小時候在鄉下,估摸五六七八歲的年紀,實在記不清了,村里會請戲班子搭臺唱露天戲。
那時會挑一個月兒明明風朗氣清的夏夜,晚風送爽,在村里的空地上早早搭好臺子,看客們是要自己搬來小板凳的。
我記憶里記得還算有來有回的就有兩次,一次比較模糊,那種記憶就像浸在水里的紙巾,都糊爛了,紙張都快透明了,但就是知道它的存在。還有一次就比較清晰了,甚至我還能回憶起來一些令人心動的小細節。
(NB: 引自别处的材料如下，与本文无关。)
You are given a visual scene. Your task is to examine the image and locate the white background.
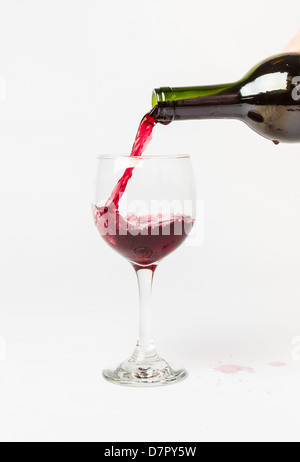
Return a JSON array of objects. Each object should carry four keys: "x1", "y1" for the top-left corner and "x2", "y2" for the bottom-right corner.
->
[{"x1": 0, "y1": 0, "x2": 300, "y2": 442}]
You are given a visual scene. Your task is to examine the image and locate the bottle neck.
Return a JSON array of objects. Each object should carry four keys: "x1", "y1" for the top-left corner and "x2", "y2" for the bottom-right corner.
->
[{"x1": 151, "y1": 83, "x2": 241, "y2": 124}]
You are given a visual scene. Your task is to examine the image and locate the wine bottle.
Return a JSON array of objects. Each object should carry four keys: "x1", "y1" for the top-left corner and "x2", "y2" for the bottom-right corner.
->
[{"x1": 150, "y1": 53, "x2": 300, "y2": 144}]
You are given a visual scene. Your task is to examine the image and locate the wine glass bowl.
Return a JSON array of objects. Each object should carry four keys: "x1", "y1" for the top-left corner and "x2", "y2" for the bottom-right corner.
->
[{"x1": 93, "y1": 155, "x2": 195, "y2": 386}]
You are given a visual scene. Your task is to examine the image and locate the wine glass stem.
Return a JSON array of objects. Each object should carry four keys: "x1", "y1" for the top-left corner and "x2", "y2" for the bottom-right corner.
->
[{"x1": 136, "y1": 267, "x2": 155, "y2": 350}]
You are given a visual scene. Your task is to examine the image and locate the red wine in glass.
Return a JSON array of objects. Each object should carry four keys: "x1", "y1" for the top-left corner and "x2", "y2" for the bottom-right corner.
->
[{"x1": 94, "y1": 206, "x2": 194, "y2": 266}]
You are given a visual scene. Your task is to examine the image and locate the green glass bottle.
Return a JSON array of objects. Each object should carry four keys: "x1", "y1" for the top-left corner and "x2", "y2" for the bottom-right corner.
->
[{"x1": 151, "y1": 53, "x2": 300, "y2": 143}]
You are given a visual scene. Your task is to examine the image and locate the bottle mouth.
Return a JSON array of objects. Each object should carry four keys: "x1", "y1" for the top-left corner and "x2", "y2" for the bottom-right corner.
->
[
  {"x1": 152, "y1": 87, "x2": 173, "y2": 107},
  {"x1": 152, "y1": 89, "x2": 158, "y2": 107}
]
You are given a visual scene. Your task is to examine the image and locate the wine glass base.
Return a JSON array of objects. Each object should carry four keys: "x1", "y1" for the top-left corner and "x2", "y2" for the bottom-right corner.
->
[{"x1": 103, "y1": 346, "x2": 187, "y2": 387}]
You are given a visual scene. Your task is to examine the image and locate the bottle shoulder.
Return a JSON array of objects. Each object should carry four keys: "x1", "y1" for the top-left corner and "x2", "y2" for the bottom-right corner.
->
[{"x1": 241, "y1": 53, "x2": 300, "y2": 82}]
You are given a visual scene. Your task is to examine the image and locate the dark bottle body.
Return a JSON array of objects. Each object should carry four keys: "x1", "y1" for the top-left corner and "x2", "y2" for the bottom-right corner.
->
[{"x1": 151, "y1": 53, "x2": 300, "y2": 142}]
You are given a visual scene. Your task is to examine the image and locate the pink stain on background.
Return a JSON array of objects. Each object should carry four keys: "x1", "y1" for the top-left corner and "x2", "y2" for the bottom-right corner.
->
[
  {"x1": 269, "y1": 361, "x2": 286, "y2": 367},
  {"x1": 216, "y1": 364, "x2": 255, "y2": 374}
]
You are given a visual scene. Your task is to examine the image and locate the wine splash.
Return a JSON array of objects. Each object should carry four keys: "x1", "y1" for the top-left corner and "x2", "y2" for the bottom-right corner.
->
[
  {"x1": 93, "y1": 110, "x2": 194, "y2": 269},
  {"x1": 106, "y1": 114, "x2": 156, "y2": 210}
]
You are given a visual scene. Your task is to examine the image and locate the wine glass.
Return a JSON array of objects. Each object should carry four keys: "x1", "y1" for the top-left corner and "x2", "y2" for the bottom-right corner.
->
[{"x1": 93, "y1": 155, "x2": 195, "y2": 386}]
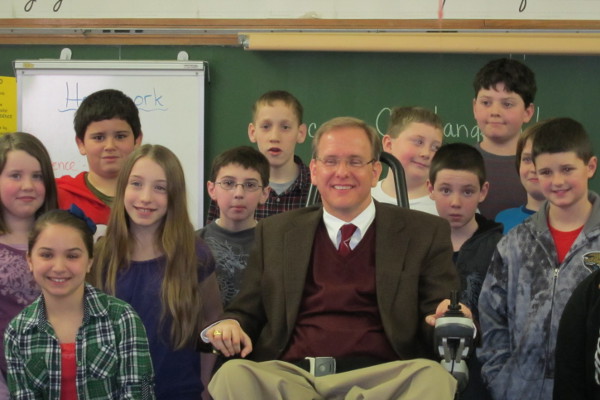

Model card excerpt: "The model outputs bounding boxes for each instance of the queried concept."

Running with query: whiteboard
[14,60,205,228]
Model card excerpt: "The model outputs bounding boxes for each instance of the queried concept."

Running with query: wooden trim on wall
[0,18,600,46]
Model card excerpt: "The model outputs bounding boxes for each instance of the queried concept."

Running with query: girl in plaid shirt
[5,206,154,400]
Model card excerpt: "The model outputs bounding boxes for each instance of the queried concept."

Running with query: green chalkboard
[0,46,600,209]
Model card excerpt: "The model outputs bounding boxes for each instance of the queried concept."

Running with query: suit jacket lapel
[283,208,323,333]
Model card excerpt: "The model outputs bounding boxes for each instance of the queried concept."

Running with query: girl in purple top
[92,145,221,400]
[0,132,57,398]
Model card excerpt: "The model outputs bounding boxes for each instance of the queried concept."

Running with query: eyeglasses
[315,157,375,169]
[215,179,262,192]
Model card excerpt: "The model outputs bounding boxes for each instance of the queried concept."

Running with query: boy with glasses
[198,146,270,306]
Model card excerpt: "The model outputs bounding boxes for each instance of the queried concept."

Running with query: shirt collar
[323,199,375,249]
[23,283,108,331]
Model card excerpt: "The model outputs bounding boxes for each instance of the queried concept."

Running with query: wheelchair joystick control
[434,291,475,392]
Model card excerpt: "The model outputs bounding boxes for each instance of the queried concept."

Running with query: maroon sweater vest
[282,222,398,362]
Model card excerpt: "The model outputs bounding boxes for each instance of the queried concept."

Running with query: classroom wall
[0,46,600,212]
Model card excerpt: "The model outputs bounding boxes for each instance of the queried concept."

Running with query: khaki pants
[208,359,456,400]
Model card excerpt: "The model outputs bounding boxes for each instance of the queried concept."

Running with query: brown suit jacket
[223,202,459,361]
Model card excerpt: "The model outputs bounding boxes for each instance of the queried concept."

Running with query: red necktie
[338,224,356,257]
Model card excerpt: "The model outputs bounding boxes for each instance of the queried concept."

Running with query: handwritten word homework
[58,82,169,113]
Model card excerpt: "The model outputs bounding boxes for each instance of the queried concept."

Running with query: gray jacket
[478,192,600,400]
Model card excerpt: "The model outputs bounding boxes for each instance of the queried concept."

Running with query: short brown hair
[386,106,443,138]
[210,146,271,186]
[252,90,304,125]
[312,117,381,161]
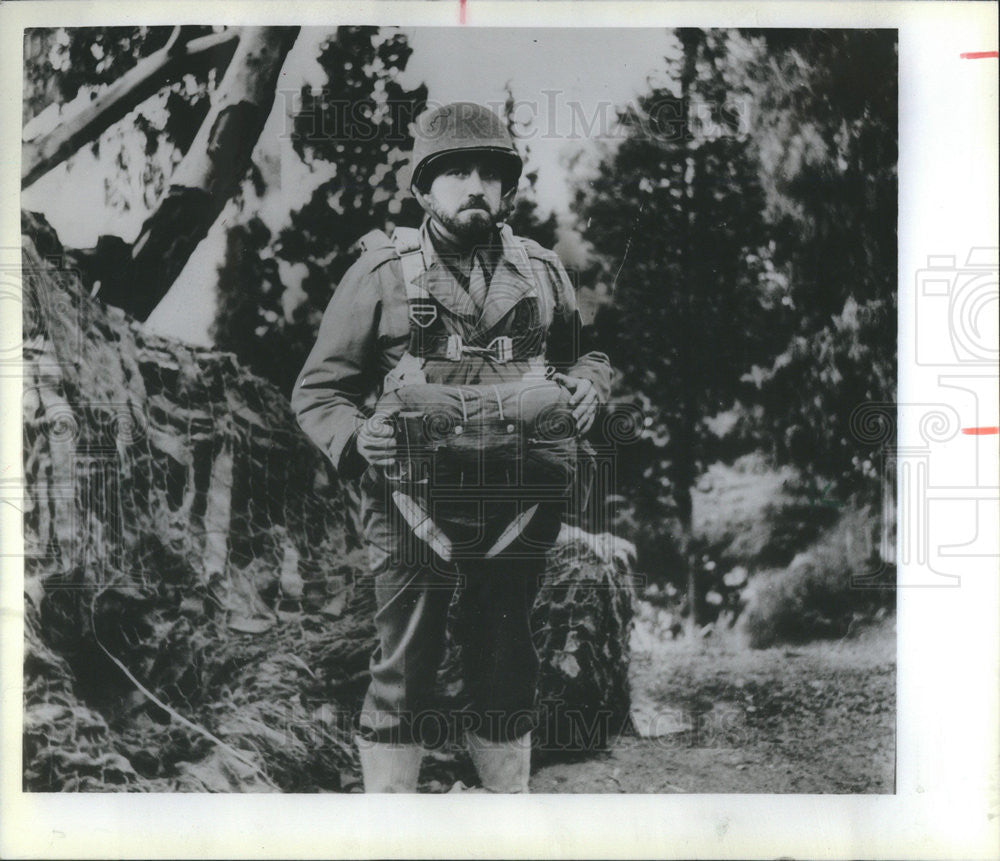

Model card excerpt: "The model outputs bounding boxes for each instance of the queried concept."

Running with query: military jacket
[292,220,611,478]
那是在村里一戶人家的曬場上搭的臺,唱戲的演員們還在他家后面的廚房里裝扮化妝。我還專門跑到后面去看他們照鏡子抹粉搽腮紅。那時我矮小,心里對這些梨園戲戲子非常敬佩,覺得那是我一輩子都可望不可即的人物,雖然唱著咿咿呀呀我聽不懂的戲文,但我一聽就開心得不得了。
那時候我們鄉下小孩老是撿不干凈的東西吃,肚子里很容易生蛔蟲。每當唱戲的來了,也就意味著小孩子們有梨膏糖吃了,梨膏糖也叫寶塔糖,大人會在這時候不知道從哪里給我們買來。我們毫不懷疑,一顆顆白色寶塔狀的小糖吃下肚子,就會拉出白色的蟲子來。我因為害怕自己會拉蟲子,所以對寶塔糖很害怕,總是不愿意吃,有時候還會偷偷扔掉。
到現在我都不知道,那些透明塑料小袋子裝的寶塔糖是不是那些唱戲的順便兜售來做生意的。反正只要他們一來,小孩子就會吃。現在我已經思維定勢了,一看到電視里花臉的戲子我就不由自主地想起來寶塔似的甜絲絲的糖。
我小時候很討厭吃它,這么多年過去了,我卻對那點沒來由的討厭都無比懷念,無比懷念。
魯迅的散文《社戲》里寫道:真的,一直到現在,我實在再沒有吃到那夜似的好豆,也不再看到那夜似的好戲了。